McKissack grunted. “If we had to go to Congress, yes. In my new job, I’ve got a bit of discretionary money. How long till you’ll have a full-size one-ended portal ready to go?”

“Next week. We’ve been on it for a couple months.”

“You could fire it up, and after checkout, make a connection to that world in a day or two?”

“Once checked out, we could make a connection in minutes. We’re putting down coordinates of interesting locations like this new world right now. The coordinates change regularly, because everything in our galaxy is on the move, with about five or six separate velocity vectors that make up the collective motion. Once coordinates are pinpointed, the movement is slight.”

“A whole new world to colonize.” Another silence as the admiral processed. “This is the kind of thing that could create a whale of a lot of excitement with politicians. You realize with that sort of a lure, Congress might cough up billions to the company that makes the connection. Could be very lucrative for you and S-Cubed.”

“Not sure how the company could claim a planet, but I’m game if I can get away with it. After all, we built this new technology, and the new single-end, full-sized portal, completely with Triple-S money. We’d be glad of financial support, but as it stands, don’t you think we could make a pretty good claim to own the planet?”

McKissack digested my no-doubt surprising information. “I have no idea. You’d have in interesting claim, I must say.” He paused. “One other thing.”

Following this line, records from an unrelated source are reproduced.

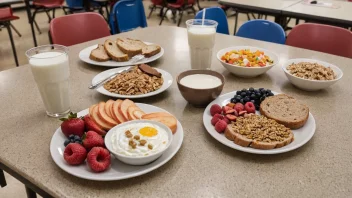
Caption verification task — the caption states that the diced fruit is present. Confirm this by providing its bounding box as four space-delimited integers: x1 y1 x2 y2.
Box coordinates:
82 131 104 150
234 103 244 113
60 112 84 137
210 104 222 116
87 147 111 172
244 102 255 113
83 115 106 136
226 114 237 122
215 120 227 133
64 143 87 165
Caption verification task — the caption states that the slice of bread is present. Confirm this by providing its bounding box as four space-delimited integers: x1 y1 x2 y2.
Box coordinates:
260 94 309 129
89 44 110 62
116 38 146 57
104 39 129 62
142 44 161 58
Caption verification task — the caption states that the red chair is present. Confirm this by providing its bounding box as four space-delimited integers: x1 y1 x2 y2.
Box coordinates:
0 7 21 66
159 0 196 26
286 23 352 58
49 12 111 46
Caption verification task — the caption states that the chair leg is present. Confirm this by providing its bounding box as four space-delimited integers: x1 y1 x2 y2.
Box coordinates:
0 169 7 188
9 22 22 37
5 22 18 67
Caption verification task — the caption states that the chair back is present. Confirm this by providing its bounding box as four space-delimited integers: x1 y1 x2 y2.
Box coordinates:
50 12 110 46
236 19 286 44
109 0 147 34
195 7 229 34
286 23 352 58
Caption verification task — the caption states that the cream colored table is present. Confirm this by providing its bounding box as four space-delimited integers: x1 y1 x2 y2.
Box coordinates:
0 26 352 198
282 0 352 27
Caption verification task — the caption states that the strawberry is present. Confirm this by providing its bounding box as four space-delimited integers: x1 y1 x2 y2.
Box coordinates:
60 112 84 137
82 131 104 151
64 143 87 165
87 147 111 172
83 115 106 136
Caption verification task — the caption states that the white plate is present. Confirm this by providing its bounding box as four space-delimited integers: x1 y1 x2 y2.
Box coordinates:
79 42 164 67
50 103 183 181
92 67 173 99
203 91 316 154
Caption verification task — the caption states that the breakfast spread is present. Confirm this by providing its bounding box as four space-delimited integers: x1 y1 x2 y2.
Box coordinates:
221 49 274 67
180 74 222 89
286 62 336 80
111 123 169 157
89 38 161 62
104 64 164 95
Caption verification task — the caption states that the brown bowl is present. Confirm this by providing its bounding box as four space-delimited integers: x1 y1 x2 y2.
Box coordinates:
176 69 225 107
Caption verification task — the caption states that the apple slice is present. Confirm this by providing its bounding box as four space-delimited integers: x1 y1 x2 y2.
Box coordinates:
92 105 114 131
98 102 118 126
119 99 135 120
105 100 115 119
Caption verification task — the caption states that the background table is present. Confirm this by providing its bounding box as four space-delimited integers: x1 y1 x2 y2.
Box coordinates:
0 26 352 197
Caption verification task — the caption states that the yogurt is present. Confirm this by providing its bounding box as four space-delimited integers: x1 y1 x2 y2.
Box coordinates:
180 74 222 89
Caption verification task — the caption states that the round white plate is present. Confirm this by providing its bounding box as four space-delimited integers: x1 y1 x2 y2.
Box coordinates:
203 91 316 154
50 103 183 181
79 42 164 67
92 67 173 99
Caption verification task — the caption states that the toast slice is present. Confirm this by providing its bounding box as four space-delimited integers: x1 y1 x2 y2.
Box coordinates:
89 44 110 62
104 39 129 62
142 44 161 58
116 38 146 57
260 94 309 129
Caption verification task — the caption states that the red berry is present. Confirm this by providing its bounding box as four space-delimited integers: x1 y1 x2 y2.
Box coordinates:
82 131 105 150
215 120 227 133
210 104 221 116
87 147 111 172
244 102 255 113
64 143 87 165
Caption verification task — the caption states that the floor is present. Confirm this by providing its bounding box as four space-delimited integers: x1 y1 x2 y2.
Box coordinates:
0 1 273 198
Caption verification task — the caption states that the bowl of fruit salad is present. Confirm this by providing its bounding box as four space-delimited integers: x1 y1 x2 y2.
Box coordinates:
217 46 279 78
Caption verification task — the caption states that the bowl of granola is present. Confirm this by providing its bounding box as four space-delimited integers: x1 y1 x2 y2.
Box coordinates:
282 58 343 91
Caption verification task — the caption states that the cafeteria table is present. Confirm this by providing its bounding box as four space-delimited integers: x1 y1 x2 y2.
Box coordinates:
0 26 352 197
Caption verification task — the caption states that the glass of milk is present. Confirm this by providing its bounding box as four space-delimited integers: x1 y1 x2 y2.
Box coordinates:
186 19 218 69
26 45 70 117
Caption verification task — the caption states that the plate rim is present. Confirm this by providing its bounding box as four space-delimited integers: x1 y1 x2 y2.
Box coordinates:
49 103 184 181
203 90 316 155
91 66 174 99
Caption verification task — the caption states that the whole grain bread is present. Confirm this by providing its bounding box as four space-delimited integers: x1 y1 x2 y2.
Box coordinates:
104 39 129 62
89 44 110 62
260 94 309 129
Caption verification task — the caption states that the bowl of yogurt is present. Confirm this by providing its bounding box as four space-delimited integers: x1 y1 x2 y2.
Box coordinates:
104 120 173 165
176 69 225 107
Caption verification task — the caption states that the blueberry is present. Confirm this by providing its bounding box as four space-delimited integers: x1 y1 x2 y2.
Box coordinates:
64 140 71 147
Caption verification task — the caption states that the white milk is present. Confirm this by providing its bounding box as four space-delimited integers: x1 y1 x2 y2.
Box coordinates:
29 52 70 114
180 74 222 89
188 25 216 69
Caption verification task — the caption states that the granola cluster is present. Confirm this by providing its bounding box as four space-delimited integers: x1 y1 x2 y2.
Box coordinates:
287 62 336 80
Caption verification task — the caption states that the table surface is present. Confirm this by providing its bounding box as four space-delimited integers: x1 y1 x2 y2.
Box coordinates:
0 26 352 197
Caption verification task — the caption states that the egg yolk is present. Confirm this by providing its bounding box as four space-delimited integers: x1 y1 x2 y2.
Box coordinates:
139 127 158 137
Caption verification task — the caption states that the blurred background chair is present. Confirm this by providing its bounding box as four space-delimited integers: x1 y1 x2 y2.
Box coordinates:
286 23 352 58
236 19 286 44
195 7 229 34
109 0 148 34
50 12 111 46
0 7 22 66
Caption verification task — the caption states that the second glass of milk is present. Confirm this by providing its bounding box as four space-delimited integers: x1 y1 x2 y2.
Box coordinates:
186 19 218 69
26 45 70 117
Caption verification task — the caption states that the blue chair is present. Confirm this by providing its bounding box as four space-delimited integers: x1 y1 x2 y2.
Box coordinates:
236 19 286 44
109 0 148 34
195 7 229 34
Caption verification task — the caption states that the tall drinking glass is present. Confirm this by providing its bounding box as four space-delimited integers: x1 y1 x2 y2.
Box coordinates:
186 19 218 69
26 45 70 117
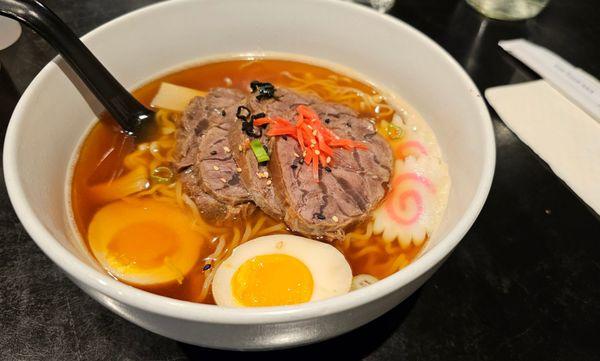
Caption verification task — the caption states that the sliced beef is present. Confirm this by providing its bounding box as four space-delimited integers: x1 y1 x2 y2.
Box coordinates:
229 122 283 219
177 88 254 221
229 89 393 239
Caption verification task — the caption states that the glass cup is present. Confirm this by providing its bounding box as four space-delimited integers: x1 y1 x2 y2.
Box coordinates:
466 0 550 20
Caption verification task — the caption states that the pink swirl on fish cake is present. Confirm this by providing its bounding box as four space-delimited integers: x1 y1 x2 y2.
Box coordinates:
384 173 435 225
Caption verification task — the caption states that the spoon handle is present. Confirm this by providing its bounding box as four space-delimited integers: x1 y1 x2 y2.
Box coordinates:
0 0 153 134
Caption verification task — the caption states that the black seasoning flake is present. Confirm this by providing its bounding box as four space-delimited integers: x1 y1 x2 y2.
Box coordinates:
235 105 252 121
250 80 275 101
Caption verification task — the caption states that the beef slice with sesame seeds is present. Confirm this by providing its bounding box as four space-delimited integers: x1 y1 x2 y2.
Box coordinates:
176 88 254 221
264 90 393 240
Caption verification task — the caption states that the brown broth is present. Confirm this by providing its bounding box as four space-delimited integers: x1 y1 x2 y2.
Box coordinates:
72 59 421 303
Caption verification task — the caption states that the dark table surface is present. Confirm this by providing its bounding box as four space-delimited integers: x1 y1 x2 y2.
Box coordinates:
0 0 600 360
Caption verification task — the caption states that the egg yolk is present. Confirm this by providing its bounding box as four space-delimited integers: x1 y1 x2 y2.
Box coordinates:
107 221 178 268
231 254 314 307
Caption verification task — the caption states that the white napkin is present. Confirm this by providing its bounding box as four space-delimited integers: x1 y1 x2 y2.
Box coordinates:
485 80 600 214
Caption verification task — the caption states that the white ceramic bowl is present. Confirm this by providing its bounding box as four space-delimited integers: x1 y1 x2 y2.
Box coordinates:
4 0 495 349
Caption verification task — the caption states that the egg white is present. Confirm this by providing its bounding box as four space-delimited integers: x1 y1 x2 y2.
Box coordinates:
212 235 352 307
88 200 203 286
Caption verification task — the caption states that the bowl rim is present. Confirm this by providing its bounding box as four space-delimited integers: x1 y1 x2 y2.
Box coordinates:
3 0 496 324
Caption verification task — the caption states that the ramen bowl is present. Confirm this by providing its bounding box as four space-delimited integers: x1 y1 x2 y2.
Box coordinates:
4 0 495 350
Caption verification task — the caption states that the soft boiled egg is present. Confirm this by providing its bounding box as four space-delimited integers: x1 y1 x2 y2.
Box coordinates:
88 199 203 286
212 235 352 307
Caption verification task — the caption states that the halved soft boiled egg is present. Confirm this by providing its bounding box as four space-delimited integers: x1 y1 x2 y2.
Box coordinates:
88 199 203 286
212 235 352 307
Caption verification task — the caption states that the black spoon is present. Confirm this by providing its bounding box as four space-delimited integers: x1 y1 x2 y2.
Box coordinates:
0 0 155 141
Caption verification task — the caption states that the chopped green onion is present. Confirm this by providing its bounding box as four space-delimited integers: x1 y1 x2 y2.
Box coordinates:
150 166 175 184
250 139 270 163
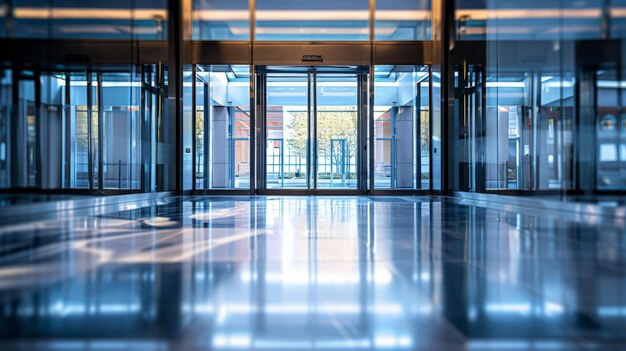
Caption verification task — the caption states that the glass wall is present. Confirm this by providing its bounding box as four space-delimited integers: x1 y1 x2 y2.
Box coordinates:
375 0 432 40
0 69 13 189
191 0 250 40
452 0 626 198
6 0 167 40
98 72 141 189
374 66 431 190
185 65 251 190
265 71 312 189
255 0 370 40
456 0 607 40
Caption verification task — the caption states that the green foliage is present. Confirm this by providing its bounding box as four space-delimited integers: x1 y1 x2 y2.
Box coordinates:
288 107 358 164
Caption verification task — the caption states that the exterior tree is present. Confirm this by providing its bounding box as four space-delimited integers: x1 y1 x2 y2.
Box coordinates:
288 108 357 172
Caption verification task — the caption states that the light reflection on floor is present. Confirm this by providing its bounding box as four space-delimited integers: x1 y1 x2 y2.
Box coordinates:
0 197 626 350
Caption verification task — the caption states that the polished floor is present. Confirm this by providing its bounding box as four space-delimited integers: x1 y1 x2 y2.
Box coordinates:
0 196 626 351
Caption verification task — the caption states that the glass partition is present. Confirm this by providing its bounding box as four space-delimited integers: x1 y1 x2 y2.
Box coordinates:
192 0 250 40
456 0 604 40
374 66 431 189
255 0 370 41
0 69 13 189
7 0 167 40
375 0 432 40
186 65 251 190
99 72 141 189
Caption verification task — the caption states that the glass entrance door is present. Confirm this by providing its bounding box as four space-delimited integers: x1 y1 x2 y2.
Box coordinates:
257 67 368 190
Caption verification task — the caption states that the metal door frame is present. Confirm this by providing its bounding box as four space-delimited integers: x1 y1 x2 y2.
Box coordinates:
254 65 370 195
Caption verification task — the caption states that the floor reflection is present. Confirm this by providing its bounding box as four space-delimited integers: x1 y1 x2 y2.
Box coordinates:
0 197 626 350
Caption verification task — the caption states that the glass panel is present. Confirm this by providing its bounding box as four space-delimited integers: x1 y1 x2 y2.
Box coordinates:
9 0 167 40
192 0 250 40
66 73 98 189
14 78 39 187
374 66 430 189
194 65 250 189
456 0 604 40
100 69 141 189
596 69 626 190
255 0 369 40
0 69 13 189
316 74 359 189
375 0 432 40
609 0 626 39
265 73 309 189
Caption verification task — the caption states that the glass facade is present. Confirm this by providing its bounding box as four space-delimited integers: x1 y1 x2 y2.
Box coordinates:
185 65 251 190
191 0 250 40
375 0 432 40
373 66 432 190
255 0 370 40
0 0 167 40
452 0 626 198
0 0 626 199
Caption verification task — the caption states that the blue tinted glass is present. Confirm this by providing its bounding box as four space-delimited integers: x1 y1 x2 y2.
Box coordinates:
256 0 369 40
456 0 603 40
192 0 250 40
610 0 626 39
7 0 167 40
375 0 432 40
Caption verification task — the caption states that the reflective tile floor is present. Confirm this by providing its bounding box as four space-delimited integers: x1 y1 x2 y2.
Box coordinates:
0 197 626 351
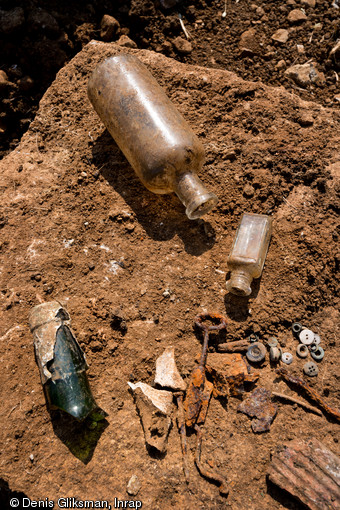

“Your wish is my command.”

“Sure, so long as I bring copious dollars.”

“Well, yeah, but you know, hurray for free enterprise.”

“This isn’t about your business. You know that we continue to get random portal dial-ins occasionally, even though we terminated the last known Bug threat in our solar system.”

“The Bugs are persistent.”

“So they are. However, in addition to those dial-ins, we also continue to receive sporadic reports of Bug ship sightings.”

“Really? Where?”

“All over. More from sparsely populated areas in the US, Europe, and China, but they continue to show up. The recent number of Bug fighter sightings in China, especially interior central and easter China and southeast Asia, have skyrocketed. Using the scanning software your colleague Dr. Taylor developed, we have not been able to verify any authentic Bug location. However, although we haven’t identified an existing base, sightings continue to increase.”

“What can we do?”

“Nothing, right now. I wanted you to know there is the potential for a Bug base in interior China. If we need your eyes on this, I’ll let you know. I wanted you to be aware of the situation.”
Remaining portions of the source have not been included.